Museum in seattle also has a working 3ESS (likely the only one left in the world), and have recently added a DMS-10 as well.

> That record has not been maintained in the computer era. It is worth understanding why.

Go on.

Briefly,

The big dumb switch fabric of #5 Crossbar has no processing power at all, but it has persistent state. The units that have processing power all go down to their ground state at the end of each call processing event, and have no state that persists over transactions. The various processing units (markers, junctors, senders, originating registers, etc.) are all at least duplicated, and usually there's a pool of them. Requests "seize" a unit at random from a pool, the unit does its thing, and the unit is quickly released.

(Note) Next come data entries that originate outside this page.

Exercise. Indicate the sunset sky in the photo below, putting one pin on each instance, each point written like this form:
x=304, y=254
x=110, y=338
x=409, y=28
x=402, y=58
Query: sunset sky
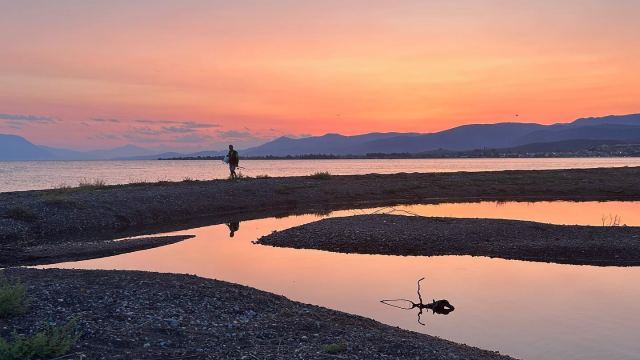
x=193, y=75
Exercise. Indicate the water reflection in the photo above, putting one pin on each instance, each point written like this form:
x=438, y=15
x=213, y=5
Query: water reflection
x=441, y=307
x=233, y=227
x=527, y=310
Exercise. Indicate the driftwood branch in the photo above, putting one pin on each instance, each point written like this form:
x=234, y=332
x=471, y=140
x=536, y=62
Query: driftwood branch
x=436, y=306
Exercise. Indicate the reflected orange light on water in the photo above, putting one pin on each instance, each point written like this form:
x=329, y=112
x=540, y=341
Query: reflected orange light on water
x=568, y=312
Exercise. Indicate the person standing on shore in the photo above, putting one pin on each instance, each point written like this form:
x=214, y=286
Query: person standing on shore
x=234, y=161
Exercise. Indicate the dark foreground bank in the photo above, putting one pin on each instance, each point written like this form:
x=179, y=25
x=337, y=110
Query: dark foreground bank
x=140, y=315
x=75, y=251
x=36, y=217
x=431, y=236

Units have self-checking, and if they fail, they drop out of their pool and raise an alarm. The call capacity or connection speed of the exchange is reduced but it keeps working. Everything has short hardware stall timers which will prevent some unit failure from hanging the exchange.

#5 Crossbar has almost no persistent memory. End offices (for connecting subscriber lines) did not log call info. Toll offices did, but that used an output-only paper tape punch. There's so little state in the switch that matching up call start and call end events was done later in a billing office where the paper tape was read.

The combination of statelessness and resource pools prevented total failure. Errors and unit failures happened occasionally but could not take down the whole switch.

There's plenty of info about #5 Crossbar on line, but 1950s telephony jargon is so different from 2020s server jargon that it's not obvious that #5 Crossbar is a microservices architecture.

Thinking about this, this is why Erlang, designed for phone switches, is built around small processes which can fail and be restarted.